Flight qualified isn't the issue. It's hardened testing. ICs and especially CPUs can experience random and bizarre failures. The analog stuff doesn't.

For example, you can experience anything from a bit flip in memory to line drivers experiencing logic inversion.

The hardening testing requires very expensive and lengthy testing with exposure to different types of radiation localized to specific circuits within the IC. Testing then documents the various failure modes.Then coders have to write code which accounts for the very complex matrix of failure conditions as well as self diagnostics if possible. Additionally checksumming of memory after writes and validating after reads kicks in; usually complimented with parity checking, which itself requires vetting. All of which itself requires test validation procedures and complimentary test suites to be coded. Which themselves require validation.

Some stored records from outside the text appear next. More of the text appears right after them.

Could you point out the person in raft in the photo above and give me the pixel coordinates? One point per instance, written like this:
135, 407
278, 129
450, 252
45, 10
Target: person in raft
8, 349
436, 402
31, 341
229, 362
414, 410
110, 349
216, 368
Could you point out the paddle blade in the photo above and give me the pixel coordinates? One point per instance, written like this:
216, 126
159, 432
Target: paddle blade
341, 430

It's all very complex, very expensive, and very tedious. Needless to say, the CPUs available for space tend to be much older units because of less circuitry and few outside of DoD or NASA are willing to foot the bill for hardening testing.

All of which ignores that CPUs built specifically for hardening is custom with low yields. Which dramatically increases costs in of itself.

[–] 1 pt

Flight qualified = hardened and tested for the application at hand - in this case "flight qualified" means aerospace ready.

SoS is why the RCA 1802 when to space.